This R Markdown document accompanies the course LCF5900 – Reproducible and Open Processing of Scientific Data (2026) and demonstrates how to incorporate openly shared data and code into a transparent workflow. The example selected comes from Banks‑Leite, C.; Ewers, R. M.; Metzger, J. P. (2012) titled Unraveling the drivers of community dissimilarity and species extinction in fragmented landscapes published in Ecology.
This study was chosen because it exemplifies good practices in open data and code sharing in landscape ecology. Following the principles of scientific reproducibility advocated by Scientific Data and Springer Nature, the authors provide their raw data, R scripts, and auxiliary functions necessary to reproduce the analyses.
The repository includes:
The article investigates how biological communities change across fragmented landscapes. Traditional fragmentation studies rely on the Species–Area Relationship (SAR), which assumes that habitat loss causes species extinctions. However, disturbance‑tolerant species may colonize degraded habitats, offsetting extinctions. To examine these dynamics, the authors analysed 140 bird species sampled in 65 forest patches within six Atlantic‑Forest landscapes exhibiting varying amounts of forest cover.
Empirical results were compared against simulations of over eight million ecological communities. These simulations contrasted models driven by SAR against models driven by species turnover. The findings showed that composition was strongly affected by habitat loss at both patch and landscape scales, whereas total species richness changed little. Replacement of forest‑dependent species by disturbance‑tolerant species explained the observed patterns better than SAR alone. Consequently, species richness is a poor proxy for assessing ecological responses to fragmentation.
The study demonstrates that significant shifts in community composition can occur without pronounced declines in species richness, highlighting the importance of species turnover and species‑specific extinction thresholds in landscape ecology. As an example of open science, it provides the data and code necessary to replicate the analyses, supporting transparency and reproducibility.
In this section we illustrate how to fetch and inspect data stored in
a GitHub repository. The repository
Open‑Science---Figshare‑exercise contains the explanatory
text summarizing the selected article. Below we download the README file
directly from GitHub and display its contents.
# Load necessary packages
library(httr)
# Define the URL to the raw README file in the GitHub repository
readme_url <- "https://raw.githubusercontent.com/jomilc/Open-Science---Figshare-exercise/main/README.md"
# Download the README content
resp <- httr::GET(readme_url)
if (httr::status_code(resp) == 200) {
readme_text <- httr::content(resp, as = "text", encoding = "UTF-8")
# Print the first few lines of the README
cat(paste(head(strsplit(readme_text, "\n")[[1]], 15), collapse = "\n"))
} else {
cat("Failed to retrieve README.md from GitHub")
}
## # Open-Science - Figshare-exercise
##
## Selected Article for Open Science Exercise and Reproducibility Assessment
## LCF5900 - Reproducible and Open Processing of Scientific Data (2026)
##
## As an example of data and code sharing in Landscape Ecology, the following article was selected:
##
## Banks-Leite, C.; Ewers, R. M.; Metzger, J. P. (2012). Unraveling the drivers of community dissimilarity and species extinction in fragmented landscapes. Ecology, 93(12), 2560–2569.
##
## DOI: 10.1890/11-2054.1
##
## Scientific article: Unraveling the drivers of community dissimilarity and species extinction in fragmented landscapes
##
## Data and code repository (Figshare): Supplement 1 – Data and R source code
The code chunk above downloads the README file from GitHub via the
httr package and prints the first 15 lines. You can adapt
this approach to retrieve data files (e.g., .csv,
.tsv) stored in a repository by replacing
readme_url with the appropriate raw file URL. Once data are
read into R, you can perform exploratory analyses, visualize them, and
reproduce the results described in the article.

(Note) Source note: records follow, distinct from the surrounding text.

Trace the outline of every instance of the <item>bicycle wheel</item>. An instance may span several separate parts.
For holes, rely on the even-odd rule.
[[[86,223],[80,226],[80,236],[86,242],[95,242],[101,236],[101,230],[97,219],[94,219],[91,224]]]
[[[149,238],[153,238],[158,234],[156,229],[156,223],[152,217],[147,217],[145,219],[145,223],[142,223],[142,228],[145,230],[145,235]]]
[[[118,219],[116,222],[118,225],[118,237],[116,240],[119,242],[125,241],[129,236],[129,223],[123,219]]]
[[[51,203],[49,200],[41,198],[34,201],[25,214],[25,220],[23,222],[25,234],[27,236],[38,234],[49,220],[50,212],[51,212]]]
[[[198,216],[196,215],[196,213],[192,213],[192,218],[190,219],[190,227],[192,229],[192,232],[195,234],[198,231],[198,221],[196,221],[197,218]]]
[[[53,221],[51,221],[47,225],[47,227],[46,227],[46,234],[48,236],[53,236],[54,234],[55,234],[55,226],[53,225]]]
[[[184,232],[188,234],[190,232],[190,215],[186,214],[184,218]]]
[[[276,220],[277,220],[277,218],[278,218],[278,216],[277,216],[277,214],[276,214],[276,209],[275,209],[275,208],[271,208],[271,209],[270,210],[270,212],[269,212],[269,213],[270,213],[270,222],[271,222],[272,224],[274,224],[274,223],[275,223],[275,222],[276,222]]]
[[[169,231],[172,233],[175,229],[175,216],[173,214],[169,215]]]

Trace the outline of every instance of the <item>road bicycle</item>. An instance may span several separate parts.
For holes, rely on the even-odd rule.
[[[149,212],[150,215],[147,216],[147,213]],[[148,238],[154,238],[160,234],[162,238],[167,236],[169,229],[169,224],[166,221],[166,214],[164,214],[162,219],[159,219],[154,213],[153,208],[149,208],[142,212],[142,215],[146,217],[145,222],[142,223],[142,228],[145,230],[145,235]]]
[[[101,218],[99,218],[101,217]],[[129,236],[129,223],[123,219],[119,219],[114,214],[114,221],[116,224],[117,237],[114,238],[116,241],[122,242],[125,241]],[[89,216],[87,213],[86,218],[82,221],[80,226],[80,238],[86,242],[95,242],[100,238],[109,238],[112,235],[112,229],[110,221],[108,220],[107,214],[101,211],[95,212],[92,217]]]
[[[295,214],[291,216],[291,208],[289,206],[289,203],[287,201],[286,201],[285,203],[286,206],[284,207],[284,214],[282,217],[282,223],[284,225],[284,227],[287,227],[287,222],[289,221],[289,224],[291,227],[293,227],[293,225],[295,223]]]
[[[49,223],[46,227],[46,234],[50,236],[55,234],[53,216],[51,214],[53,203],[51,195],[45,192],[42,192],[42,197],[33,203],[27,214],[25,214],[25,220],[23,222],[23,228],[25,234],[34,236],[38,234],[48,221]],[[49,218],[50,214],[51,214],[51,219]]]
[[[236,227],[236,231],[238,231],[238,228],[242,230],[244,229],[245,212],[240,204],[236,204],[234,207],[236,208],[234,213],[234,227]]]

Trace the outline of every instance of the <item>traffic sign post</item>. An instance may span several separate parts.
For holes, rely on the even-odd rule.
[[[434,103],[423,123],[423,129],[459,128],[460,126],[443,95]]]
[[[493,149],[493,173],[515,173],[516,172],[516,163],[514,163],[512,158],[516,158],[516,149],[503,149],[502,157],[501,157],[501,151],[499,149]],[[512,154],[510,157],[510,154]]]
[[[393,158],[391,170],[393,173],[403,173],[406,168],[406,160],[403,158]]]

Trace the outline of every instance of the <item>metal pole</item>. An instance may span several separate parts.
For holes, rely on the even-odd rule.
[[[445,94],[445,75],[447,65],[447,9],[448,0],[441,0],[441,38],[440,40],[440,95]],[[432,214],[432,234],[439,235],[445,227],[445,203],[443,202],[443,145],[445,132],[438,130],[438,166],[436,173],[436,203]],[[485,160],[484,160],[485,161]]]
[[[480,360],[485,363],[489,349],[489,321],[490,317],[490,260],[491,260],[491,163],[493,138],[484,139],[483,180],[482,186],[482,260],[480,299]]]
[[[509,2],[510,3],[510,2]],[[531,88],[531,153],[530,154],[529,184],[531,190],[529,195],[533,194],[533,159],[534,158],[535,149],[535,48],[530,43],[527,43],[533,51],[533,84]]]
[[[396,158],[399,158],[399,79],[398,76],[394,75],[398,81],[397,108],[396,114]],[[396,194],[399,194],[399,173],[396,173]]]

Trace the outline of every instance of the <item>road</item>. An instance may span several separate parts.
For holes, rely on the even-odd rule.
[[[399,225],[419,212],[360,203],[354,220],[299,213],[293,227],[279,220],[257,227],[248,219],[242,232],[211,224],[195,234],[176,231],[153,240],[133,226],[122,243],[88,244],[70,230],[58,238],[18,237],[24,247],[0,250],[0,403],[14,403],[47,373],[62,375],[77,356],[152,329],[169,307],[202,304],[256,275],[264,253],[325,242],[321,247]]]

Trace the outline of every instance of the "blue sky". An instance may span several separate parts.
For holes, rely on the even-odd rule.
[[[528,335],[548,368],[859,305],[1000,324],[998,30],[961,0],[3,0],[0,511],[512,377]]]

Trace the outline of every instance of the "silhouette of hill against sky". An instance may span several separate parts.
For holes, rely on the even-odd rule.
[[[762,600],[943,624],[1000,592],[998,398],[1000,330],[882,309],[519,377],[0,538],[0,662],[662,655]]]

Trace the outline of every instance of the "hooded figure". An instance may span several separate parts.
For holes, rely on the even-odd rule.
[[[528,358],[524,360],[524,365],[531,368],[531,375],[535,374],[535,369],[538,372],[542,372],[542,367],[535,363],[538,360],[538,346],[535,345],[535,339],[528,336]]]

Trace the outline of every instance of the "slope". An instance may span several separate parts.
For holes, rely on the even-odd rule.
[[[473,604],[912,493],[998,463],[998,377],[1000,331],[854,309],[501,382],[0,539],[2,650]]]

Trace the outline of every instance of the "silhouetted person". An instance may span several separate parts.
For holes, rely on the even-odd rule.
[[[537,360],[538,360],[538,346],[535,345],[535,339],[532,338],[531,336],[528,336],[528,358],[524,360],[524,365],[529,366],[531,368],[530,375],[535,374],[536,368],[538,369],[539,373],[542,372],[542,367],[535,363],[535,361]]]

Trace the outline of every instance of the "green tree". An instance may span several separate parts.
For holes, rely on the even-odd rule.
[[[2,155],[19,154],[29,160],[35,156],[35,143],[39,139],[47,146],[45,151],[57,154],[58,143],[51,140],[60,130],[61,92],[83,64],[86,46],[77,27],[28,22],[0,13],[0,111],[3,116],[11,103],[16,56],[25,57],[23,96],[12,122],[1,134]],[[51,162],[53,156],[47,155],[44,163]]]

This R Markdown document illustrates how to incorporate information from a GitHub repository into a reproducible workflow. By coupling narrative text describing the scientific study with code that fetches data from open repositories, we adhere to principles of open science and reproducibility. You can extend this template by adding additional code chunks to process and analyze the actual bird community data provided in the Figshare repository once the data files are downloaded locally or accessed via raw URLs.